McCune soon engineered Jal's escape from Sudan. She sent him to Kenya hidden in a box of aircraft parts on an aid flight and asked her mother to look out for him while she continued to pay for his education. "She was like a mum," Jal has said. "She would take me everywhere with her and got me into school."

Then, in 1993, Emma, who was five months' pregnant, was killed in a car crash in Nairobi. Left alone again at 14, Jal lost all interest in life for some months. Friends of the McCunes stepped in as his guardians and have organized his education ever since. "He has grown into a wonderful man," said Moszynski, who has helped fund Jal's existence in Kenya. "I am very proud, because he is my honorary godson and he is the most altruistic man I have ever met. He has grown up to be wonderful and is now enjoying having become an overnight sensation."

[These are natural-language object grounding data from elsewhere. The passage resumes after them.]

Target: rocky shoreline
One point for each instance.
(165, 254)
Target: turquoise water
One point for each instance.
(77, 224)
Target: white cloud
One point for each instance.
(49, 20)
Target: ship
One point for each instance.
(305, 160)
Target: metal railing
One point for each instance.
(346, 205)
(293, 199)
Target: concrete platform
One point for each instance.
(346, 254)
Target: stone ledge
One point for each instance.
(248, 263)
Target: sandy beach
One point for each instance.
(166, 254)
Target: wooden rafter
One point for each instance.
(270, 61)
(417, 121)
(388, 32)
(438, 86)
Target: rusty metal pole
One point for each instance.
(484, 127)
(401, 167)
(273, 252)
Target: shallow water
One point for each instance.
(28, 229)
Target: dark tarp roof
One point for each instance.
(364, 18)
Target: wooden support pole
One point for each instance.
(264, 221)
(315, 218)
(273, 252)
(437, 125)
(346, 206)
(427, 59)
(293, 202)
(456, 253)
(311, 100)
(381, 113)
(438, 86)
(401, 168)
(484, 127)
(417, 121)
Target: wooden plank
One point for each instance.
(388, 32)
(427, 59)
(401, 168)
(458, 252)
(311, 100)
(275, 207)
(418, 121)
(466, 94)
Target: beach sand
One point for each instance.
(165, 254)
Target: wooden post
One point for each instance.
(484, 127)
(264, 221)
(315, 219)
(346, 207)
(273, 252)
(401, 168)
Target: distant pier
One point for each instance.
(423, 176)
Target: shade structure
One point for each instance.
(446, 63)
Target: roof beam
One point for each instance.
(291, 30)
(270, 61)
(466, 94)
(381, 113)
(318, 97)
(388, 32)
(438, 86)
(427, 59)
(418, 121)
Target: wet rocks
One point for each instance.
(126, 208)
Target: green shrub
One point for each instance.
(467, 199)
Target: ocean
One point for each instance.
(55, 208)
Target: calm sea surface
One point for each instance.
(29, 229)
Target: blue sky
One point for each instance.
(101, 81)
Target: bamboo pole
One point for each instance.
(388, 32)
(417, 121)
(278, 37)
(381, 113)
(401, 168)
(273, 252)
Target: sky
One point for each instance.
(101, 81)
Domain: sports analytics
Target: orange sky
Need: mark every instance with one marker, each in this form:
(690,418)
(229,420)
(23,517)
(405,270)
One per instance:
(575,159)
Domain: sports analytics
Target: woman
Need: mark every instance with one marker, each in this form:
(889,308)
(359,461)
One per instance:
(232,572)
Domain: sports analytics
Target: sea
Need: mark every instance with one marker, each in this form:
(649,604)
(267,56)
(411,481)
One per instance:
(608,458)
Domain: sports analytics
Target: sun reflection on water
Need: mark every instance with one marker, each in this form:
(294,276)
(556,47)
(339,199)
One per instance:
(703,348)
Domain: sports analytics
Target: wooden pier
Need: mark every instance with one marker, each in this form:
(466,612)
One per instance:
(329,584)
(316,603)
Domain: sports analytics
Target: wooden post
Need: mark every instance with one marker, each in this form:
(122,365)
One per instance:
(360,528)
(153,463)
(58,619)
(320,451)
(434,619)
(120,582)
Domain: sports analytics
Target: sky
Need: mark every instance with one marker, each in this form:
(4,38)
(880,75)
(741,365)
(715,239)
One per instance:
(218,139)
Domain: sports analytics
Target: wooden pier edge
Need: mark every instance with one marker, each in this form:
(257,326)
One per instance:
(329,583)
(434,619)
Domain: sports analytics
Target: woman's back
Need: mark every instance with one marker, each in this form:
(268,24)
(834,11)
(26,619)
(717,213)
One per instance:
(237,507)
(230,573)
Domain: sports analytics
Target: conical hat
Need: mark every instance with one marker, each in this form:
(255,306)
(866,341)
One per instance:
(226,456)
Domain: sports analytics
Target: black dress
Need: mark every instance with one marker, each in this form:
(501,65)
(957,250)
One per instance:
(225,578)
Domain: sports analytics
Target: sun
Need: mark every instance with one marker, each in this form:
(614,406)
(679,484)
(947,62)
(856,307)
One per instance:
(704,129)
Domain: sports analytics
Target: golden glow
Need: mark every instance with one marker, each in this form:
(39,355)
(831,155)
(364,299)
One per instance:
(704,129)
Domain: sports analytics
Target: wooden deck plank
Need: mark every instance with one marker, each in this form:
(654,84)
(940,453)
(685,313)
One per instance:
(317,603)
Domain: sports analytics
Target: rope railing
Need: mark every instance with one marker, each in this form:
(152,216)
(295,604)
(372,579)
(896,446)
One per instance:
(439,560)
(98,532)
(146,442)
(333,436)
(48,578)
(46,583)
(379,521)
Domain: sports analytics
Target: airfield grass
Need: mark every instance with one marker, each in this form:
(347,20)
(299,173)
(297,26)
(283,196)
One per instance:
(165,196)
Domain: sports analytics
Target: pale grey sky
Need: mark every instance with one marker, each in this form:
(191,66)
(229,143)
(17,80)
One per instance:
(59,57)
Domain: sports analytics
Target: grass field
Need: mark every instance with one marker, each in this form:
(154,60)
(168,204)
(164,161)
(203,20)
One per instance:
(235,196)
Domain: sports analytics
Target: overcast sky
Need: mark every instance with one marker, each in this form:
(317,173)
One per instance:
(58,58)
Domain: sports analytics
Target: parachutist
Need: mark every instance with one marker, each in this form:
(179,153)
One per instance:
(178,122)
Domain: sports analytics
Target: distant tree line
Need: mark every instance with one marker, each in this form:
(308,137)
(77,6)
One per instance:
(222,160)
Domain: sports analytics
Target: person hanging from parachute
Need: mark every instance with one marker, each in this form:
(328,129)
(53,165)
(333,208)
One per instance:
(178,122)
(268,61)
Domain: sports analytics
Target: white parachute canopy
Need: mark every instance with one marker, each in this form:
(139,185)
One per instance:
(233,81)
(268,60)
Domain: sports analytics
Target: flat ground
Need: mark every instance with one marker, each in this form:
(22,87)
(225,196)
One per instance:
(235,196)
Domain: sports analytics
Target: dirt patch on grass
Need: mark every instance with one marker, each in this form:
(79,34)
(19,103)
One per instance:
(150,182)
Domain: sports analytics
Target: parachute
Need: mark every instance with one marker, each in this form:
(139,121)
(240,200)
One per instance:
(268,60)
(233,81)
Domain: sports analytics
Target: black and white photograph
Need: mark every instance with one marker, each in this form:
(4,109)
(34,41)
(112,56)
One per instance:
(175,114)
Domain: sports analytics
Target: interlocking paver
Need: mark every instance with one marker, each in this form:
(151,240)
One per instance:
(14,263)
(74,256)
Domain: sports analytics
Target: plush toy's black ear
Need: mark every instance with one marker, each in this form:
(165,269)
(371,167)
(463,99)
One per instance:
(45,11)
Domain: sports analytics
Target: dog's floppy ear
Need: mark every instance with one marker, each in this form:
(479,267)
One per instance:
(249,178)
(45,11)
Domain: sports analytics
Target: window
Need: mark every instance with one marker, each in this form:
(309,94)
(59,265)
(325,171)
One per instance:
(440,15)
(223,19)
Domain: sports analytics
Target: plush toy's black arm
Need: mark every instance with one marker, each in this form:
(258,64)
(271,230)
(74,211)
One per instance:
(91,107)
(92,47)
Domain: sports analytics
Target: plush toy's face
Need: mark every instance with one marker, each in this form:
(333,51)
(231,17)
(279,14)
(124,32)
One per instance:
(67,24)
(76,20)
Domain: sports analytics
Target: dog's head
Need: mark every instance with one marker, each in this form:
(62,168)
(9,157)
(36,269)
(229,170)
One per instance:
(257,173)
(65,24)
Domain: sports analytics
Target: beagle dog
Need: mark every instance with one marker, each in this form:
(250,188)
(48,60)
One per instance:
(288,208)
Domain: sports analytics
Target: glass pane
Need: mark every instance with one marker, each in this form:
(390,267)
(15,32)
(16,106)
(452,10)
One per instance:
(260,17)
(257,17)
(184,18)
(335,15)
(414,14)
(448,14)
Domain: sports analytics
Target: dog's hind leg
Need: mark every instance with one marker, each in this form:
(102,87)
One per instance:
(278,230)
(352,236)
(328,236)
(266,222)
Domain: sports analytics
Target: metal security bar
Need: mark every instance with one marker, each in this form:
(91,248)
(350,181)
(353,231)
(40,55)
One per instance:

This week Jal is expected to meet the Scott brothers to discuss the film they are making with Twentieth Century Fox, as well as to meet a parliamentary group to discuss the problems of former child soldiers. He is also expected to record a track for a new album of Sudanese music that he is making with Sudanese music star Abdul Gadir Salim.

The album is designed to raise funds to promote peace in Africa. But his visitor's visa had been not approved by last Friday and it is unclear whether he will be able to travel Monday. Back in Nairobi, Jal now lives in one of the city's more fashionable districts, where he began to perform to raise money for children's homes. Supported in part by former friends of McCune, he was able to record his first album, "Gua," which means peace, last year.